The ongoing (and award-winning) Associated Press series about the NYPD's surveillance of Muslims introduced a new twist over the weekend when it was reported that the spying spread to universities like Yale, Rutgers, Syracuse, and more. Yale president Richard Levin responded in a letter, writing that "police surveillance based on religion, nationality, or peacefully expressed political opinions is antithetical to the values of Yale, the academic community, and the United States." Today, Mayor Bloomberg defended the law enforcement practice fervently, but with boilerplate terror talk, and when pushed, filibustered with ramblings about whitewater rafting. 
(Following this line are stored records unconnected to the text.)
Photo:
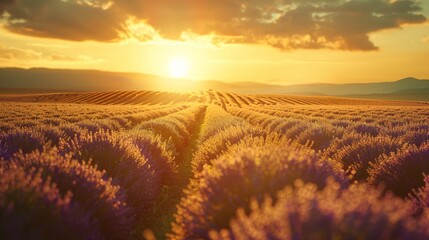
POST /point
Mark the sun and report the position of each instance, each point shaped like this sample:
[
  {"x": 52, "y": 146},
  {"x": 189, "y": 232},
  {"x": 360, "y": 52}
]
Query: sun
[{"x": 178, "y": 67}]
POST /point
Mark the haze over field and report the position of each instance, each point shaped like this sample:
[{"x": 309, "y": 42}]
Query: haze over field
[{"x": 277, "y": 42}]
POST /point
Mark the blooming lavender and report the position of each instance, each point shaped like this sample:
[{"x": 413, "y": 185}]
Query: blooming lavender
[
  {"x": 92, "y": 193},
  {"x": 305, "y": 213},
  {"x": 21, "y": 139},
  {"x": 403, "y": 171},
  {"x": 211, "y": 200}
]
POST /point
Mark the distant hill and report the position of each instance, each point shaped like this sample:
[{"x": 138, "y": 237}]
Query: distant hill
[
  {"x": 49, "y": 80},
  {"x": 411, "y": 94}
]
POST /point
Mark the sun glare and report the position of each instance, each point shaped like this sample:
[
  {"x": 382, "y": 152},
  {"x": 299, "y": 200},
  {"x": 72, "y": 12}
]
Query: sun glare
[{"x": 178, "y": 67}]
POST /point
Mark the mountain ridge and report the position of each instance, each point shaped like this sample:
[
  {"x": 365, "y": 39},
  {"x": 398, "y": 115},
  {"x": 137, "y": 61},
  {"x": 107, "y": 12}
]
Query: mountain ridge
[{"x": 67, "y": 80}]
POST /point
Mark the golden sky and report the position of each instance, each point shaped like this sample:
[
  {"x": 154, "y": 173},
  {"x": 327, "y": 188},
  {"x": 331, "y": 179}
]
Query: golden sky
[{"x": 271, "y": 41}]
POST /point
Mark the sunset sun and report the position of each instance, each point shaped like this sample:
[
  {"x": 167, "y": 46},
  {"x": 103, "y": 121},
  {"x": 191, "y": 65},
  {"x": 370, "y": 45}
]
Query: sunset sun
[{"x": 178, "y": 67}]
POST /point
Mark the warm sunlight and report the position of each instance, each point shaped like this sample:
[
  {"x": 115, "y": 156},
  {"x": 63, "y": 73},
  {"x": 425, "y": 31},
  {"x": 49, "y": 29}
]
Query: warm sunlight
[{"x": 178, "y": 67}]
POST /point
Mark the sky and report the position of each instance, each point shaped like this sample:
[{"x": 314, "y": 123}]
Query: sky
[{"x": 269, "y": 41}]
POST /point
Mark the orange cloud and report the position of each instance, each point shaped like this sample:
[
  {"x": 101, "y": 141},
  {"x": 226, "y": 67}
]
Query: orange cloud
[
  {"x": 12, "y": 53},
  {"x": 284, "y": 24}
]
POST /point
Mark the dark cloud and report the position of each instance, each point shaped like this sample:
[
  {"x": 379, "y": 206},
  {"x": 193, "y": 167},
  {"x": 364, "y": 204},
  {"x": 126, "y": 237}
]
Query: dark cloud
[{"x": 285, "y": 24}]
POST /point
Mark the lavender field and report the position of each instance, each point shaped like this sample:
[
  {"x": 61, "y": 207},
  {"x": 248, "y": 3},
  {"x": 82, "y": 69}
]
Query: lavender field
[{"x": 212, "y": 165}]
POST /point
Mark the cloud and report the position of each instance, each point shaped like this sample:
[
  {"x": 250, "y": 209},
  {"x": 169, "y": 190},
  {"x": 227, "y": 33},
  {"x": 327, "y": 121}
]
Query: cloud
[
  {"x": 285, "y": 24},
  {"x": 12, "y": 53}
]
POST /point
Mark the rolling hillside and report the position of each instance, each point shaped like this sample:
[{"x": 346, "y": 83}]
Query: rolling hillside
[{"x": 15, "y": 80}]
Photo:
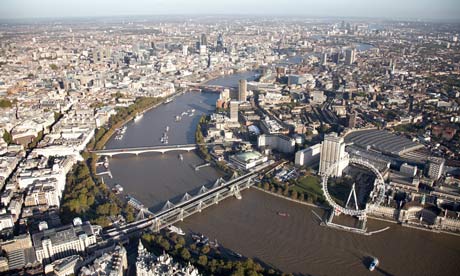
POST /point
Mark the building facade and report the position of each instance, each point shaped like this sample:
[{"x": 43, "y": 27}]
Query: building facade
[{"x": 333, "y": 154}]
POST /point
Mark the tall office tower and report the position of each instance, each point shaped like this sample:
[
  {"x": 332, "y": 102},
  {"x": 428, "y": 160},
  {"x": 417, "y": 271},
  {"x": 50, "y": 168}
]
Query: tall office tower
[
  {"x": 350, "y": 56},
  {"x": 220, "y": 43},
  {"x": 352, "y": 119},
  {"x": 184, "y": 50},
  {"x": 203, "y": 50},
  {"x": 234, "y": 111},
  {"x": 411, "y": 103},
  {"x": 335, "y": 58},
  {"x": 242, "y": 90},
  {"x": 324, "y": 59},
  {"x": 333, "y": 152},
  {"x": 435, "y": 167},
  {"x": 204, "y": 40}
]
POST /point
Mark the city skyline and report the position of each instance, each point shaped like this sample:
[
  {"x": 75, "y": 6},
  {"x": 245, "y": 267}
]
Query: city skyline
[{"x": 390, "y": 9}]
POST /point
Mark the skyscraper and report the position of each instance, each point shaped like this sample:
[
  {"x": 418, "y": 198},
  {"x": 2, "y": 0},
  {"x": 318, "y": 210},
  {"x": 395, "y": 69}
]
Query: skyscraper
[
  {"x": 335, "y": 58},
  {"x": 324, "y": 59},
  {"x": 352, "y": 119},
  {"x": 350, "y": 56},
  {"x": 234, "y": 111},
  {"x": 220, "y": 43},
  {"x": 204, "y": 39},
  {"x": 242, "y": 90},
  {"x": 333, "y": 153}
]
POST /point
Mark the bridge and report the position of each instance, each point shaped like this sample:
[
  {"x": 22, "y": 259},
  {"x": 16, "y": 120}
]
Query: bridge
[
  {"x": 139, "y": 150},
  {"x": 188, "y": 205}
]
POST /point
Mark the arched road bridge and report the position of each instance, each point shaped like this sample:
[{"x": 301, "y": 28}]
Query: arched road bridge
[
  {"x": 189, "y": 205},
  {"x": 140, "y": 150}
]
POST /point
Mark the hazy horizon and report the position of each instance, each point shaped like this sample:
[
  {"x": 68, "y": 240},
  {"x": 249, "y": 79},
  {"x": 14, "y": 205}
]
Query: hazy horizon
[{"x": 387, "y": 9}]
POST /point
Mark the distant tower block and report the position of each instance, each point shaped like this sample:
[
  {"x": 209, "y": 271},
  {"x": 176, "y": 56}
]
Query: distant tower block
[
  {"x": 243, "y": 90},
  {"x": 234, "y": 111},
  {"x": 350, "y": 56}
]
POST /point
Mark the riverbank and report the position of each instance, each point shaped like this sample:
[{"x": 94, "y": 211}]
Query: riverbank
[{"x": 416, "y": 227}]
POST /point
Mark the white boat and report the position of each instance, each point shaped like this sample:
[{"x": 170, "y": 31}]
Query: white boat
[
  {"x": 138, "y": 117},
  {"x": 373, "y": 264},
  {"x": 176, "y": 230}
]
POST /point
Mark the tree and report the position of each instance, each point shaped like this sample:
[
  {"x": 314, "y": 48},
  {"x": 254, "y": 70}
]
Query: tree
[
  {"x": 5, "y": 103},
  {"x": 185, "y": 254},
  {"x": 294, "y": 195},
  {"x": 7, "y": 137},
  {"x": 205, "y": 250},
  {"x": 203, "y": 260}
]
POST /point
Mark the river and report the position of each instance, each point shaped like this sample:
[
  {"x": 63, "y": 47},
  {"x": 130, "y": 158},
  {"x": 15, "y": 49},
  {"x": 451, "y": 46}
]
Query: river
[{"x": 250, "y": 226}]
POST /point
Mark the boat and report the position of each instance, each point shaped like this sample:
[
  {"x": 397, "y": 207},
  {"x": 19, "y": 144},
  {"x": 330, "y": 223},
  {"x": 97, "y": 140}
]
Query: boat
[
  {"x": 138, "y": 117},
  {"x": 176, "y": 230},
  {"x": 236, "y": 254},
  {"x": 117, "y": 189},
  {"x": 373, "y": 264}
]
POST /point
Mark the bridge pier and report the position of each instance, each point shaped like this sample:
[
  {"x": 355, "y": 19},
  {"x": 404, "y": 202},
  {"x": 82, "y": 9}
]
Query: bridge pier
[
  {"x": 216, "y": 198},
  {"x": 181, "y": 214},
  {"x": 235, "y": 189},
  {"x": 156, "y": 225}
]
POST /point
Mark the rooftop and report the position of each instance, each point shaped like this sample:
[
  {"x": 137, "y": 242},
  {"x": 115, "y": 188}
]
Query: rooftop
[{"x": 383, "y": 141}]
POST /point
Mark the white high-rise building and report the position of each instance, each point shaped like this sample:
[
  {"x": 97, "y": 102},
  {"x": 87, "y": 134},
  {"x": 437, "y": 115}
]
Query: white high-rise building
[
  {"x": 242, "y": 90},
  {"x": 333, "y": 152},
  {"x": 234, "y": 111},
  {"x": 350, "y": 56}
]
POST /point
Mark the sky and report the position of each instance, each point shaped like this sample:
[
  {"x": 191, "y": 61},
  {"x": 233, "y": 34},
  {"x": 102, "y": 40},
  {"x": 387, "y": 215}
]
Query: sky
[{"x": 400, "y": 9}]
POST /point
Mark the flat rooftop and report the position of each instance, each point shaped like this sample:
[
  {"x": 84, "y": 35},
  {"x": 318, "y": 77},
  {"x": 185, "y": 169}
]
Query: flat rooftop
[{"x": 383, "y": 141}]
"Yale's freedoms to do research, to teach, to give people a place to say what they want to say is defended by the law enforcement throughout this country," Bloomberg said at a press conference, as reported by Capital New York. "If going on websites and looking for information is not what Yale stands for, I don't know," he added. "It's the freedom of information ... Of course we’re gonna look at anything that's publicly available and in the public domain. We have an obligation to do so. And it is to protect the very things that let Yale survive."

Reporters pushed the mayor, noting that an undercover agent accompanied students on a rafting trip — not exactly the public domain. "The only whitewater rafting I've done I did with my daughter," Bloomberg responded. "I don't think she has a lot of information I was interested in in terms of her political views. It was a long time ago. I'm not sure at that time she had political views. She certainly does now."
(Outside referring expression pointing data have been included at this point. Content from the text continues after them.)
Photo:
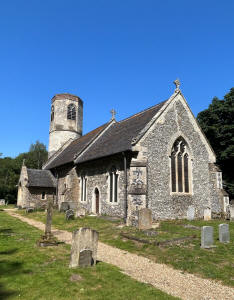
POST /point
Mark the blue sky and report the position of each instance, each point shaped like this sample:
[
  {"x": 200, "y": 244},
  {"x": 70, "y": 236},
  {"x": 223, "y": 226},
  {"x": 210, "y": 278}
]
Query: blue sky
[{"x": 121, "y": 54}]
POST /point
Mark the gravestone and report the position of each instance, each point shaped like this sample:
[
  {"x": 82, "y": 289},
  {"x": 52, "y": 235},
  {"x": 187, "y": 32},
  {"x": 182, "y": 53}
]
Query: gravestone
[
  {"x": 191, "y": 213},
  {"x": 29, "y": 210},
  {"x": 2, "y": 202},
  {"x": 207, "y": 238},
  {"x": 231, "y": 212},
  {"x": 64, "y": 206},
  {"x": 72, "y": 205},
  {"x": 207, "y": 214},
  {"x": 224, "y": 234},
  {"x": 69, "y": 214},
  {"x": 84, "y": 247},
  {"x": 80, "y": 212},
  {"x": 144, "y": 219}
]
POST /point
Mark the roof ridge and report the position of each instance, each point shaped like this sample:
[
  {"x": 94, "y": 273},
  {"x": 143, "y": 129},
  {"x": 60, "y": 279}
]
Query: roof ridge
[{"x": 136, "y": 114}]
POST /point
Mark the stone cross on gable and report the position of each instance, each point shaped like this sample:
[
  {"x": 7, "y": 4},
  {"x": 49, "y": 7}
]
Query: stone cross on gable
[
  {"x": 113, "y": 113},
  {"x": 177, "y": 84}
]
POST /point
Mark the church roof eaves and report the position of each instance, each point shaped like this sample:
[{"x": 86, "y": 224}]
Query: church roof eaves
[
  {"x": 75, "y": 147},
  {"x": 40, "y": 178},
  {"x": 118, "y": 137}
]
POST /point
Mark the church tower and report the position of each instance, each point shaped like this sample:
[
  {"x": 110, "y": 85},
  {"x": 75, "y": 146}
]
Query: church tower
[{"x": 66, "y": 120}]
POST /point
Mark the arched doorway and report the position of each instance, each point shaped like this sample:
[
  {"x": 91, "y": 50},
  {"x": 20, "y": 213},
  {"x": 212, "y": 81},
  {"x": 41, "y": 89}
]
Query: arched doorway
[{"x": 97, "y": 200}]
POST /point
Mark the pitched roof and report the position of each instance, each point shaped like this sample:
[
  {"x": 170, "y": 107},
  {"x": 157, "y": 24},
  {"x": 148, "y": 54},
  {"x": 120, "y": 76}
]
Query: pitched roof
[
  {"x": 40, "y": 178},
  {"x": 75, "y": 147},
  {"x": 115, "y": 139},
  {"x": 119, "y": 136}
]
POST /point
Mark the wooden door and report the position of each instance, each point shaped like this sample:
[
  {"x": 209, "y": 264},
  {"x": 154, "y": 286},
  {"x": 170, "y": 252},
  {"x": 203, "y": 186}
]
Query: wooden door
[{"x": 97, "y": 200}]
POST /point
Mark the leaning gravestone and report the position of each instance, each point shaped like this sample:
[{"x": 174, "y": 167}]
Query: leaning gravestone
[
  {"x": 191, "y": 213},
  {"x": 207, "y": 239},
  {"x": 64, "y": 206},
  {"x": 231, "y": 212},
  {"x": 84, "y": 248},
  {"x": 144, "y": 218},
  {"x": 207, "y": 214},
  {"x": 224, "y": 235},
  {"x": 69, "y": 214}
]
Later, he did it again: "You know, I've been on a white rafting trip," Bloomberg said. "I went down the Rogue River with my daughter years ago. It's the last time I went whitewater rafting or probably ever talked about it."

Back on subject, sort of, the mayor told reporters, "You have your job because there were young men and women who've been giving their lives overseas for the last 200-plus years, so that we would have freedom of the press. And we'd go after the terrorists. And we're going to continue to do that."